Una patria que más que territorio es pueblo acostumbrado a vivir fuera murallas, en la intemperie de los páramos, lejos de la corte, de sus perversiones cortesanas y de su manera de ejercer la prostitución exquisita.

Porque mi patria sólo es el amigo que se levanta al alba para ver el milagro del sol naciente iluminando la montaña mágica; es el anciano que, cada vez que me encuentra, pregunta por la salud de mi padre que murió hace veinticinco años; es el joven sonriente que vende verduras en la plaza frente al teatro; es la bibliotecaria que trasiega su vocación misionera, evangelizando con tantos textos como saberes; es la tabernera y su apacible mal genio; es la feminista radical que cuando me mira me hace la gracia de considerarme un igual; es el niño blanco que juega al baloncesto queriendo ser negro; es la mujer que se cubre la cabeza con un pañuelo y me invita a comer en su casa un rico plato del Magreb; es su marido que algún día aprenderá que debe aprender a cocinar las especialidades de la tierra que dejó atrás y también es su vecino que no tuvo que emigrar y que algún día aprenderá a pasar el trapo por su educación heteropatriarcal; es el activista que se nos viste de fiesta aunque no venga a cuento; es la actriz que no sabe llorar en escena si no llora de verdad; es el músico que ensaya con sordina a deshora y todas las canciones le salen quebradas; es la maestra que se ha empeñado en enseñar que pensar es mejor que saber; es el contable que prefiere sumar a restar, multiplicar a dividir; es la periodista que quisiera aprehender la verdad para contarla…

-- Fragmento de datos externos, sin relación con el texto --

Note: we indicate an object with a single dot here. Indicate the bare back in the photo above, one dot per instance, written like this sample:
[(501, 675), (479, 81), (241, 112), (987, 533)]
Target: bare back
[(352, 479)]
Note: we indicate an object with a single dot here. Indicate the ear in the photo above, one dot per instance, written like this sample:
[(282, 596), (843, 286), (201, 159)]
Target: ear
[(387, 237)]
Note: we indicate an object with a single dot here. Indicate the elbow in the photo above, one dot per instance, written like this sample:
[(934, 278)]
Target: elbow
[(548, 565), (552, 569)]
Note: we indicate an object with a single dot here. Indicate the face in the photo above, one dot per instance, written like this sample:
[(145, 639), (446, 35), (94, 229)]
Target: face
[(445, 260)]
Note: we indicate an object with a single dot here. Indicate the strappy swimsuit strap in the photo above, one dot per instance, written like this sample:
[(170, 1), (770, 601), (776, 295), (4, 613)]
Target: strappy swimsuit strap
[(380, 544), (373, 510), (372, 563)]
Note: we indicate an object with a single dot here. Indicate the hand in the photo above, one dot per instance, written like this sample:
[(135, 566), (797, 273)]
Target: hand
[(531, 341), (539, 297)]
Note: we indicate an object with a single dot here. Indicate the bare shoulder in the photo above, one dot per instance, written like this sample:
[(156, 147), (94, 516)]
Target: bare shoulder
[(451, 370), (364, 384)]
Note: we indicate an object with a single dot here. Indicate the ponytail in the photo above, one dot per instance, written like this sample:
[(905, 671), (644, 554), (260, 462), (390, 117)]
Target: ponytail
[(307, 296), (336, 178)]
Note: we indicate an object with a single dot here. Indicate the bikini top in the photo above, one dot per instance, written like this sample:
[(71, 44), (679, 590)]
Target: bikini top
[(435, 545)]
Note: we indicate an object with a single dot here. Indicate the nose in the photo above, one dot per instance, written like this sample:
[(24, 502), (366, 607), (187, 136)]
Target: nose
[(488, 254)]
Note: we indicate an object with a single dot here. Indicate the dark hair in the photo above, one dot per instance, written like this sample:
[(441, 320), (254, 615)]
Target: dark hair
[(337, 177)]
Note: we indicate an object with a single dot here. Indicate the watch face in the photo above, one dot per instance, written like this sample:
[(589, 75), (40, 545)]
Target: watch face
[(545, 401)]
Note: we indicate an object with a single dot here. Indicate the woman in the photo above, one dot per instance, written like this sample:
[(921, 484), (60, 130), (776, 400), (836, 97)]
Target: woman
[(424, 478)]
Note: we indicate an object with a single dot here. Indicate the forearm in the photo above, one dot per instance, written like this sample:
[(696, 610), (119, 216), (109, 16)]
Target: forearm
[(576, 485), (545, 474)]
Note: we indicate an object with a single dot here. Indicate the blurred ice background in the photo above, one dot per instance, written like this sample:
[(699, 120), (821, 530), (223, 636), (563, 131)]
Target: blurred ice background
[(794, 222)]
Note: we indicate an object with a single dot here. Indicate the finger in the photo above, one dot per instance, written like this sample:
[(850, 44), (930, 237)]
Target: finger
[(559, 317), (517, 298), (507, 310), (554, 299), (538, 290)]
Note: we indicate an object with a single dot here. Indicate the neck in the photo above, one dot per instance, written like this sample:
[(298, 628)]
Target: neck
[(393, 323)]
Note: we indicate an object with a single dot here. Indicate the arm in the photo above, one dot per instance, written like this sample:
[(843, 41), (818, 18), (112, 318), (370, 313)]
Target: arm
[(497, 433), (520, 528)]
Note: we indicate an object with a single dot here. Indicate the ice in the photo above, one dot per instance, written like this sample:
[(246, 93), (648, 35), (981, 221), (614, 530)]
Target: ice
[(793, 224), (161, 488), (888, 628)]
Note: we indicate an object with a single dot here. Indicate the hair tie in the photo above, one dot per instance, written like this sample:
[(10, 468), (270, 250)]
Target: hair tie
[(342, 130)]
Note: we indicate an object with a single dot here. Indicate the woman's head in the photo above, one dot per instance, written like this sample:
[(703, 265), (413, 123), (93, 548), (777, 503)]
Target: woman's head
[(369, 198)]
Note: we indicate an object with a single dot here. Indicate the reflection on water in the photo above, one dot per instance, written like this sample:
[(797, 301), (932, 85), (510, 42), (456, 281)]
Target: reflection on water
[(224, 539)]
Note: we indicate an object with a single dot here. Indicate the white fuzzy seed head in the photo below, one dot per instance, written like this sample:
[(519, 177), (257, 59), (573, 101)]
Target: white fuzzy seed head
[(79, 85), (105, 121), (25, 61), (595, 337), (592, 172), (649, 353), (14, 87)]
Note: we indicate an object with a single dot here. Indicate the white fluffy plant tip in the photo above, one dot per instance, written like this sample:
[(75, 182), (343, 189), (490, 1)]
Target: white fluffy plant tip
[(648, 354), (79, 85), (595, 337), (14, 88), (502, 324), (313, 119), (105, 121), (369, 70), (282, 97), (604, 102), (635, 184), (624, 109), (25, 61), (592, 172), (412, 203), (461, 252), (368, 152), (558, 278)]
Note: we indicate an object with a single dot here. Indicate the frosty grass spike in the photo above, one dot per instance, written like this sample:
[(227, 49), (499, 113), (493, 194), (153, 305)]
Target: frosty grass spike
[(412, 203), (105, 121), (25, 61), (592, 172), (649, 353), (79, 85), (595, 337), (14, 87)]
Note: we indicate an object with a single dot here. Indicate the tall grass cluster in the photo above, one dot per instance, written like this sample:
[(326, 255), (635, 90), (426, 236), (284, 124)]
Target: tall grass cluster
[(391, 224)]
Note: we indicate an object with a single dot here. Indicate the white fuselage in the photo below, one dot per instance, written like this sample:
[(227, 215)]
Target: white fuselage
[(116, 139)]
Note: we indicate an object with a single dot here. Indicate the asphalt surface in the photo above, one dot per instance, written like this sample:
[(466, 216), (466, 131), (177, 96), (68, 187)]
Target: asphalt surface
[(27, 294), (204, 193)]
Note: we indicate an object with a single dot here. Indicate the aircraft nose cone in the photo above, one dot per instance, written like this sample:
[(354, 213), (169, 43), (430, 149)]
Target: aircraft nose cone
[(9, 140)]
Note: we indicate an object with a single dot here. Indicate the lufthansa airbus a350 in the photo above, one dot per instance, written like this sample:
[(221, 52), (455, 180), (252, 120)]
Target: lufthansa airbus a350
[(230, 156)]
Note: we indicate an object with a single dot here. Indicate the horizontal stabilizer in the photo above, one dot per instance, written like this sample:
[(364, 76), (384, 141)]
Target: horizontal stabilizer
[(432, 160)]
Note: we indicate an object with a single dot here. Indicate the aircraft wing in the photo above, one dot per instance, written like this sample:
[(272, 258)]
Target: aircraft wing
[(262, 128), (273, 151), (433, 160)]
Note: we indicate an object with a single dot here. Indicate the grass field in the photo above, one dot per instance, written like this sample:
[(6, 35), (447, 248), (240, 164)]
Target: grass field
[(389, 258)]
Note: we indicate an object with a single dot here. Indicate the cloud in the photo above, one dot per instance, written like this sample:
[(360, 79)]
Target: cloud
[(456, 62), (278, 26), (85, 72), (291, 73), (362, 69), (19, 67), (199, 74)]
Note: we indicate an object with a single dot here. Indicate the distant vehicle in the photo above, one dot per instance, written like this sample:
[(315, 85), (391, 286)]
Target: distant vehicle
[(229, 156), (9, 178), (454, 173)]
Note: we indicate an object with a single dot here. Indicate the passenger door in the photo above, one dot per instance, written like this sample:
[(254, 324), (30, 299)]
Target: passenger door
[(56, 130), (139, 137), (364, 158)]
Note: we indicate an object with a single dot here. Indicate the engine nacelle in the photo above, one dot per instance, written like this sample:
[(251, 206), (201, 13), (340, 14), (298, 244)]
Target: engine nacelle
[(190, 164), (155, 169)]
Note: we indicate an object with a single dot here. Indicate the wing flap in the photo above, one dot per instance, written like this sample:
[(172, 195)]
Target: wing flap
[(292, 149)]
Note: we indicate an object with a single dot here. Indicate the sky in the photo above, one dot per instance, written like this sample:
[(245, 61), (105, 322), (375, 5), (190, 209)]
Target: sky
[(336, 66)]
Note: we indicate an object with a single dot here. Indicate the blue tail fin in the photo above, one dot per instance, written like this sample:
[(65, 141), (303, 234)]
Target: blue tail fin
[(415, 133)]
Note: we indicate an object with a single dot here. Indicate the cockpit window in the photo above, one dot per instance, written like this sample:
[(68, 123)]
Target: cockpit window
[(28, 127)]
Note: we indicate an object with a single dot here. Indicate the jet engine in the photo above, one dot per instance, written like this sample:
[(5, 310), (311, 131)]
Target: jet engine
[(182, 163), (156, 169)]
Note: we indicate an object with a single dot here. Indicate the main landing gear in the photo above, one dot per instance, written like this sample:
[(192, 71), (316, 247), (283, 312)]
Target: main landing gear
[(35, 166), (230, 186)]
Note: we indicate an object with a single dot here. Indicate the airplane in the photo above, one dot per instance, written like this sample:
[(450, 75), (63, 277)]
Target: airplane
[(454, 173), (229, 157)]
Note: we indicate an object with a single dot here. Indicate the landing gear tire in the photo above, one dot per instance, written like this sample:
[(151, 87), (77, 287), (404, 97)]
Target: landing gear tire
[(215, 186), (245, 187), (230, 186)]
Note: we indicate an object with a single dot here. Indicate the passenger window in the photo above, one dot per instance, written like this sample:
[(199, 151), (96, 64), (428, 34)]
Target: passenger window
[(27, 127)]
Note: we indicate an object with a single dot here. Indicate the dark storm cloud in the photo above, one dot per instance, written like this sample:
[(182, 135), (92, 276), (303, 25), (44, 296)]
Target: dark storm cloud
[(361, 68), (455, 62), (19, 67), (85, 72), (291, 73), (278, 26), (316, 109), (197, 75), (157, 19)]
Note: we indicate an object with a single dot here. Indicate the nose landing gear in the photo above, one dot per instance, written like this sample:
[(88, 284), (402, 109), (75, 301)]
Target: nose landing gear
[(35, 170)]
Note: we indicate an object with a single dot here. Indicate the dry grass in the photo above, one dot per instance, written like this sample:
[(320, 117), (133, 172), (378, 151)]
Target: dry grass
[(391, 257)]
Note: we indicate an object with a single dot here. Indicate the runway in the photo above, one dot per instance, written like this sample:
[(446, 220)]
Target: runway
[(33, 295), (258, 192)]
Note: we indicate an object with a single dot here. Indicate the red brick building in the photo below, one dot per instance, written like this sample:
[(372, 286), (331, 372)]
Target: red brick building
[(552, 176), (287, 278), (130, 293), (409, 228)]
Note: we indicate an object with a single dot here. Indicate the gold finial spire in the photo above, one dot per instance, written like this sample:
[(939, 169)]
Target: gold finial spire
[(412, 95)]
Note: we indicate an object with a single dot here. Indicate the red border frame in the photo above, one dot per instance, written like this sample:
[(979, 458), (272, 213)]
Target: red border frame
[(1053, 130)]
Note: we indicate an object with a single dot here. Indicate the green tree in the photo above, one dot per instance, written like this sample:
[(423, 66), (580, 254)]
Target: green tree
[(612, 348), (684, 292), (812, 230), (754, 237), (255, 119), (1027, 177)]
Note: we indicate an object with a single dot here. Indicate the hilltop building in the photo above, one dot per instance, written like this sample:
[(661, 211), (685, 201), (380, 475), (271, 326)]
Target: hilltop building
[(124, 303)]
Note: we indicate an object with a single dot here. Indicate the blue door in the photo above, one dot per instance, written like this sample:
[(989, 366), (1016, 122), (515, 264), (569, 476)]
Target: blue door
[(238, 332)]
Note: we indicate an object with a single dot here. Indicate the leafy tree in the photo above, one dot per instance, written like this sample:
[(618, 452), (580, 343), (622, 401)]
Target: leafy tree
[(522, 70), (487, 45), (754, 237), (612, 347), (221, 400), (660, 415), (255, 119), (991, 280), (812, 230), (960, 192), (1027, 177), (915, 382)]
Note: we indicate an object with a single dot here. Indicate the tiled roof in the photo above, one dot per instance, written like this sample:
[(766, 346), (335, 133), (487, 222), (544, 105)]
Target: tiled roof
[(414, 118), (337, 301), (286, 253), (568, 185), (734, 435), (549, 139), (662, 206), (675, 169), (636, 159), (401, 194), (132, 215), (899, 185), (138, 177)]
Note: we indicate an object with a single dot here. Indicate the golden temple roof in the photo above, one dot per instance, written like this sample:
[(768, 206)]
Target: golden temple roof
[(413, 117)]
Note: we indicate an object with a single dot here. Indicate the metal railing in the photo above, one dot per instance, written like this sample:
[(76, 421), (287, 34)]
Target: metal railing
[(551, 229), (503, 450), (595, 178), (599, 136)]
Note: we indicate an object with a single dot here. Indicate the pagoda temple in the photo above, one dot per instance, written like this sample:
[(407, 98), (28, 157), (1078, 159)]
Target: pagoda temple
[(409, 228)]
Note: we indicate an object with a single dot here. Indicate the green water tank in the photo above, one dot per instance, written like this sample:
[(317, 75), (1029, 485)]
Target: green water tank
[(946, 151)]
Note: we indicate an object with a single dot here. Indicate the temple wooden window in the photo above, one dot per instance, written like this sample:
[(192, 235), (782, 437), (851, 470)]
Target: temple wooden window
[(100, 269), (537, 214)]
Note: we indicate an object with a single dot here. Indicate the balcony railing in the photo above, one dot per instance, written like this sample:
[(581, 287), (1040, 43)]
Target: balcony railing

Es el sonido estridente de una gralla o el melindroso de una tenora; es un paisaje y son todos; es una casa y las demás, es un árbol y los bosques enteros; es el trabajo de cuantos han pensado alguna vez que toda su anatomía es su capital; es mi lengua que son dos porque, sin ser mejores, somos distintos; es la utopía que soñamos y la distopía que llevamos a cuestas; es el presente que será y el futuro que hemos vivido; es esta estrofa de un poema de Palau i Fabre, escogida entre miles de él y de otros:

Jo em donaria a qui em volgués

com si ni jo me n'adonés

d'aquest donar-me: com si ho fes

un jo de mi que m'ignorés.



La república catalana, que hoy se proclamará y será habitada por gentes libres de escoger su nacionalidad, es la menos patria de cuantas patrias se conocen. Porque, al fin y al cabo, coincidimos con Roberto Bolaño cuando escribió lo obvio: las naciones no duran eternamente. Y también cuando, desde la introspección, dijo: “mi patria es mi hijo y mi biblioteca”.